なお、代謝システム中の酵素反応のミカエリス定数パラメータは試験管の実験値を使用する一方、遺伝子発現量に依存して変化する反応速度定数パラメータは、遺伝的アルゴリズムを用いてスーパーコンピュータ上で推定しました。断片的な生物の測定データから膨大な数のパラメータ値を推定する必要があるため、困難な課題に見えますが、実際は、定性的実験データに基づく制約条件を与えることによって、パラメータ値を推定することができました。
開発したバーチャルヒト全代謝モデルを用いて、膵臓が放出するインスリンをレギュレータとし、食後と安静時における各臓器の代謝反応速度や血液中の代謝物濃度変化を正確に再現することができました。これは、開発したモデルが、全身の代謝の最も包括的で高い予測精度をもつコンピュータモデルであることを示しており、本研究グループは、脂肪症、膵臓の機能障害、インスリン抵抗性などの個々の障害を組み合わせて、糖尿病を引き起こすメカニズムを明らかにしました。また、開発したモデルは、グリセロールキナーゼ阻害剤が2型糖尿病の効果的な薬であることも予測しました。この阻害剤は肝臓のトリグリセリドを減少させるだけでなく血液中グルコースも減少させており、開発したモデルを用いて、多剤併用療法を合理的に設計することもできました。

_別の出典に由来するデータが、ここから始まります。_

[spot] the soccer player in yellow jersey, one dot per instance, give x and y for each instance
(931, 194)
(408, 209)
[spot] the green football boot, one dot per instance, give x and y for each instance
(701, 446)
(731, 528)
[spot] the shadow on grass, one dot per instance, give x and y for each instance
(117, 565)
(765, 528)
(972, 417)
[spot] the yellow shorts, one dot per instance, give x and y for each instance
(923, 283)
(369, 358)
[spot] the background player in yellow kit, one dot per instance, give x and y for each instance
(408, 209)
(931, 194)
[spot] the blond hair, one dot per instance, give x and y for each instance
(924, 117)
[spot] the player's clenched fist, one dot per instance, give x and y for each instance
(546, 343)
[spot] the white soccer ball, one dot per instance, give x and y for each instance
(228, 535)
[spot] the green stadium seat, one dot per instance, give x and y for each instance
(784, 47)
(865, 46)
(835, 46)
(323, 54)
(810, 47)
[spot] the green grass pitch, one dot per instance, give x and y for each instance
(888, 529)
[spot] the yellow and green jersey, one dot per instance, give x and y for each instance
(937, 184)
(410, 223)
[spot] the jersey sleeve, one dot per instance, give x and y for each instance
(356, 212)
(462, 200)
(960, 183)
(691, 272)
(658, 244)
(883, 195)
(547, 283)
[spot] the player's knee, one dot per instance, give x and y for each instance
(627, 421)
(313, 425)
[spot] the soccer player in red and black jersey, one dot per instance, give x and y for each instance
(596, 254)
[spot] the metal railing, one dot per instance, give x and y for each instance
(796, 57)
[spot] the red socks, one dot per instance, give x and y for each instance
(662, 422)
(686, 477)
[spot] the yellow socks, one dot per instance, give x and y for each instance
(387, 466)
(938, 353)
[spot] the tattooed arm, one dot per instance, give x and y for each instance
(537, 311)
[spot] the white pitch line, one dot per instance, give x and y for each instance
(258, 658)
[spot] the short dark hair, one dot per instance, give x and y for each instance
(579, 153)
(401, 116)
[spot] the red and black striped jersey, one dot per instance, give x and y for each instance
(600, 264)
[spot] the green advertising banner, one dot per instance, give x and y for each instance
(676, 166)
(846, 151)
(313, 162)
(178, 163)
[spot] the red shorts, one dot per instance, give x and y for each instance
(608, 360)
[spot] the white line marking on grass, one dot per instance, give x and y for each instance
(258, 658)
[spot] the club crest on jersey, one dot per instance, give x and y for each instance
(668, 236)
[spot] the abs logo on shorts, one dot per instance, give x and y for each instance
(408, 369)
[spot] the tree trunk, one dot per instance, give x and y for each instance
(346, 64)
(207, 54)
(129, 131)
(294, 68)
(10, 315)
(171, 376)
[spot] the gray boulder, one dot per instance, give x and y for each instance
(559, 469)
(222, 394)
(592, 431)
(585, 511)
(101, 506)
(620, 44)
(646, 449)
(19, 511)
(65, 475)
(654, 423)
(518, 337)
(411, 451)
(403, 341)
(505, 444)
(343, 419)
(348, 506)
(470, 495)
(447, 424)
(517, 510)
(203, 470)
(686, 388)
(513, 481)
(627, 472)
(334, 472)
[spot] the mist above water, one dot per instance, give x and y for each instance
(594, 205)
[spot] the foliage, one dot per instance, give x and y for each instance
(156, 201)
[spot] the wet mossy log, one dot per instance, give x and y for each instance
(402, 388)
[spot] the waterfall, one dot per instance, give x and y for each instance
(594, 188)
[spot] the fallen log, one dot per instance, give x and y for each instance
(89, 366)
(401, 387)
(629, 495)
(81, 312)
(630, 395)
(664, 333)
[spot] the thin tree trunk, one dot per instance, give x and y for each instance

20年前は生物学的複雑性や測定データ不足のため、コンピュータモデルの開発は非現実的と言われていましたが、現在、ゲノム科学やシステム生物学の発展によって、ヒト代謝システムの時間変化を予測するコンピュータモデルの開発が可能となりました。今後は代謝反応だけでなく、遺伝子発現調節や信号伝達を組み合わせたゲノムスケールのコンピュータモデルの提案が可能になると考えられます。生命現象は、それが物理化学プロセスであるという基本にたてば、人工システム(自動車、飛行機、コンピュータなど)と同様に数理モデルの対象です。生命は、コンピュータシミュレーションのフロンティアであると言えます。生物学者や医学者と協力しながら、バーチャルヒト全代謝モデルを革新して、糖尿病などのさまざまな代謝疾患メカニズムを解明し、医薬品の効果を予測することによって、情報科学だけでなく生物医学の発展にも貢献することを目指します。
論文の詳細情報
タイトル: Virtual metabolic human dynamic model for pathological analysis and therapy design for diabetes
著者名: Hiroyuki Kurata
雑誌: iScience(Cell Press社)
DOI: 10.1016/j.isci.2021.102101
※ 本研究は JSPS科研費19H04208 の助成を受けたものです。